My relative Corrado lives in Ragusa and he tells me that it is the Feast of San Giorgio (the patron saint of Ragusa). There are always large festivities for this yearly event and celebrated in Ragusa Ibla on the last Sunday in May. and Corrado and Barbara will take advantage of the warm weather and ride their vespa.
‘Oggi qui a ibla c’è la festa di San Giorgio, e questa sera scenderò a ibla con la mia vespa e con Barbara. La serata è calda è quasi estate…….”
There is no need for me to describe this event because I found a fabulous little film on YouTube (check link).
‘……non ti saprei dire cosa si mangia in queste occasioni,’

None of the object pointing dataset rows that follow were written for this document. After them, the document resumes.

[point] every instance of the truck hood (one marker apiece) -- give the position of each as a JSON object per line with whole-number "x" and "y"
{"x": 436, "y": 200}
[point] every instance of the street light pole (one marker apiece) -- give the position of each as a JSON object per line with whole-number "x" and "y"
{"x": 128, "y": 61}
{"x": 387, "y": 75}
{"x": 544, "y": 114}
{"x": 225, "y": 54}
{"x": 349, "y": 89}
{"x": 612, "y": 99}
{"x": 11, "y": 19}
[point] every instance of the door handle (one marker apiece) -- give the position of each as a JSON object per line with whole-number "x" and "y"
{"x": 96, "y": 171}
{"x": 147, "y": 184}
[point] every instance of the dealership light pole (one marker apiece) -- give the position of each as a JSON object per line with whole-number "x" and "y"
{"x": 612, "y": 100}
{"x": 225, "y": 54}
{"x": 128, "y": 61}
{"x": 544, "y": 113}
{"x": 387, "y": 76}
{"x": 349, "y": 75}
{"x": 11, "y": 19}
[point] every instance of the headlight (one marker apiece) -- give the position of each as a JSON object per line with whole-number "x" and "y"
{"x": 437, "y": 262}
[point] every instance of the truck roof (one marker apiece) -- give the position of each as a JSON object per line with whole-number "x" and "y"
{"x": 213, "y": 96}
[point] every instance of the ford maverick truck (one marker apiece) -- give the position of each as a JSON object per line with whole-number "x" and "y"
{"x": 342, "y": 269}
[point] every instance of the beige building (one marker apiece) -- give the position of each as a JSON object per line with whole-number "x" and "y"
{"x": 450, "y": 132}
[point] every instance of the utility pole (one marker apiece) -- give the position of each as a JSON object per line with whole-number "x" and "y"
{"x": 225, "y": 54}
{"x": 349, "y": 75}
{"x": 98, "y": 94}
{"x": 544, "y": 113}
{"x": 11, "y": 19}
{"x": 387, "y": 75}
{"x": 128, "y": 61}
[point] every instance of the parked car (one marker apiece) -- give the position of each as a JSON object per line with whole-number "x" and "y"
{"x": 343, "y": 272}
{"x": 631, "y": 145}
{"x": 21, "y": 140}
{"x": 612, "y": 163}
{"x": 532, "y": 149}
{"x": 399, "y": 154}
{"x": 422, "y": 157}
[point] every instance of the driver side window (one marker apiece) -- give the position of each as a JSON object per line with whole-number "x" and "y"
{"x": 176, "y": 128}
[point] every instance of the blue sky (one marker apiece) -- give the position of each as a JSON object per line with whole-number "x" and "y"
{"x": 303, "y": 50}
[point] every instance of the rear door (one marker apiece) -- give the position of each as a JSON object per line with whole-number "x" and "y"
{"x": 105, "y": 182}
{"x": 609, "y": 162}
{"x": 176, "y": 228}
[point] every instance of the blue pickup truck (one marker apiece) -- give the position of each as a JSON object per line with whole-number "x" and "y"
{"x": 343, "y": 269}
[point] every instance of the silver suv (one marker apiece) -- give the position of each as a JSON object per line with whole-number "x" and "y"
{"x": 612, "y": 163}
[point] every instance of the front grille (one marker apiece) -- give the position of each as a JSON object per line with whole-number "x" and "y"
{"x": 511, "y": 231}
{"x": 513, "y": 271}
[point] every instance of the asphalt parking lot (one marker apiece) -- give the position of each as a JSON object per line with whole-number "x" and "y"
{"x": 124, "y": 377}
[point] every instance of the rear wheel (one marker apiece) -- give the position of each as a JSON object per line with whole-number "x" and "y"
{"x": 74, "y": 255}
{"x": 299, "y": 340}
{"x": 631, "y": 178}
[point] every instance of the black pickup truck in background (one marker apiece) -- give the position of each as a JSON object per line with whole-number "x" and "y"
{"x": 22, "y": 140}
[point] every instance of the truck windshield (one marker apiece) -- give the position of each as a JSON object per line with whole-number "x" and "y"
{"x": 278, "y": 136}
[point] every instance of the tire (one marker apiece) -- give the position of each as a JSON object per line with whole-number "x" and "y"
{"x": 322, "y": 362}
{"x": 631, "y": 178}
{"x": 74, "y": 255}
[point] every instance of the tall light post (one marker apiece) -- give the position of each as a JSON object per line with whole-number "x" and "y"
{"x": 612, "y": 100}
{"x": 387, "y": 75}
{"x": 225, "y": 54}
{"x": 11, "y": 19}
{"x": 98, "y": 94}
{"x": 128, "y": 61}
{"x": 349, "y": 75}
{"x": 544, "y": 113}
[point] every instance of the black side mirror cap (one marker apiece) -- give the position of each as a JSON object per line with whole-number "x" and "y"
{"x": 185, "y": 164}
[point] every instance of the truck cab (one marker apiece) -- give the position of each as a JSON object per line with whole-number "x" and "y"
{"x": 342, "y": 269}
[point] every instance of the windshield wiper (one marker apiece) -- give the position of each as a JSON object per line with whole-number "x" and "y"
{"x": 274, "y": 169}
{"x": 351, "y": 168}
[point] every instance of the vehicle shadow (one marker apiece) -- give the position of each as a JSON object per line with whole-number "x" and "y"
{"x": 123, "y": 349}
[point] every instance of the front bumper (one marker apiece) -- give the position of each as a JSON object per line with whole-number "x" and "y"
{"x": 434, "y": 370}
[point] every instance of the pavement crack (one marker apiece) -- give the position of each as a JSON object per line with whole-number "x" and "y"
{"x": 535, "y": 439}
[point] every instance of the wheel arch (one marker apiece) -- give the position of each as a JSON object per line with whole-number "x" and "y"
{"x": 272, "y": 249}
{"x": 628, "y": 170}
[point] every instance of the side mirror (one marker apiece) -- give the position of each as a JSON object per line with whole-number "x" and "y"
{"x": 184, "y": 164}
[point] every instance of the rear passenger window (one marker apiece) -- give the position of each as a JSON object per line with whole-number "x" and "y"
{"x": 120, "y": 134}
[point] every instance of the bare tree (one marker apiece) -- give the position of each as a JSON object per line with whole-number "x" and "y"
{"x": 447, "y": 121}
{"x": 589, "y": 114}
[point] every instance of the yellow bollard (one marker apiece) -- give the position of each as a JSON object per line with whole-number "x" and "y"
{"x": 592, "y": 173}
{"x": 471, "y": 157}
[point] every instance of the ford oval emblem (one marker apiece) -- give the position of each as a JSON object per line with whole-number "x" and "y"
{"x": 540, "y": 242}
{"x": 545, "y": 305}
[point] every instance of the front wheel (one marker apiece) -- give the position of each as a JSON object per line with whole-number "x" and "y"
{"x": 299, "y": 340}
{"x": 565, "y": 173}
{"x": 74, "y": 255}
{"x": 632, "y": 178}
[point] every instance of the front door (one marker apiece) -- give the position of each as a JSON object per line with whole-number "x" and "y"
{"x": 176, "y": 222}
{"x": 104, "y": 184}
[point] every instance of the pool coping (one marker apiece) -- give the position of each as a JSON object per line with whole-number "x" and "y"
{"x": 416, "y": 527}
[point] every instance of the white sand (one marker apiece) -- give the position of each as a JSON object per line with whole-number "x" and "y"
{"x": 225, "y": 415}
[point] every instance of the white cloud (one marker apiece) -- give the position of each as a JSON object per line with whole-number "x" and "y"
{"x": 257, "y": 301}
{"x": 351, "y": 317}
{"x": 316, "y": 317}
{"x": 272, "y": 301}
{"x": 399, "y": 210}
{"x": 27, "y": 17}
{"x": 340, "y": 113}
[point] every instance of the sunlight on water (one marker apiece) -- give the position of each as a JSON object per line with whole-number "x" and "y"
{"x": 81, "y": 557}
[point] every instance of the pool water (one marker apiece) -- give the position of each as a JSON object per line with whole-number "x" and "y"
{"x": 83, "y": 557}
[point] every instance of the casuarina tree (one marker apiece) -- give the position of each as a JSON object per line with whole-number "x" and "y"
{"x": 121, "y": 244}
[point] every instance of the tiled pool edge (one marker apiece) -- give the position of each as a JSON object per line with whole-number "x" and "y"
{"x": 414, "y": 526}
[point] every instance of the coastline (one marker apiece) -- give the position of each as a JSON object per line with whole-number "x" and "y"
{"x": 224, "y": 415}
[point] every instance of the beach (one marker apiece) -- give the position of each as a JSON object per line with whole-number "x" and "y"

Naturally I am always interested in the food, but Corrado disappointed me by telling me that he is not able to tell me what is eaten on these occasions so I will take the opportunity to write about one of my aunt’s favourite ways to cook rabbit:. coniglio a partuisa, a very common way to cook rabbit in this south-eastern part of Sicily.
Coniglio alla stemperata is also a local recipe.
The foto of the cooked rabbit was taken In Zia Niluzza’s kitchen the last time I was in Sicily. Unfortunately the foto does not do it justice; the taste of the rabbit is exceptionally good. As you can see it is cooked in a heavy frypan to allow the juices to evaporate and caramelise.
If it is a wild rabbit, so to remove the wild taste it is usually soaked in water and vinegar for at least an hour before it is cooked. This will also bleach the flesh.
To make it more visually appealing, I add fresh mint at the time I present it to the table.
1 rabbit cut into smallish pieces, ½ cup green olives, ½ cup capers, 4 cloves garlic, a few sprigs of mint leaves, 3 bay leaves, 1 glass of red wine mixed with ½ cup of red wine vinegar, ½ cup extra virgin oil, salt and pepper to taste.
Extra mint leaves for decoration.
In a large frying pan sauté the rabbit in the hot extra virgin olive oil until golden. Add the seasoning, the olives, garlic, capers and mint.
Reduce the heat, and add the mixture of wine and vinegar gradually while the rabbit is cooking.
If it is a tender rabbit and if it is cut into small enough pieces, the rabbit may be cooked by the time all of the liquid has evaporated. If the rabbit is not as young or as tender as you had hoped, and you feel that it needs to be cooked for longer (this has always been my experience), add a little water, cover with a lid and simmer it gently until it is soft – keep on adding the wine and vinegar. Remove the lid and evaporate the juices. Ensure that the rabbit is that deep golden brown colour when you serve it.
Decorate with fresh mint (for appearance and taste).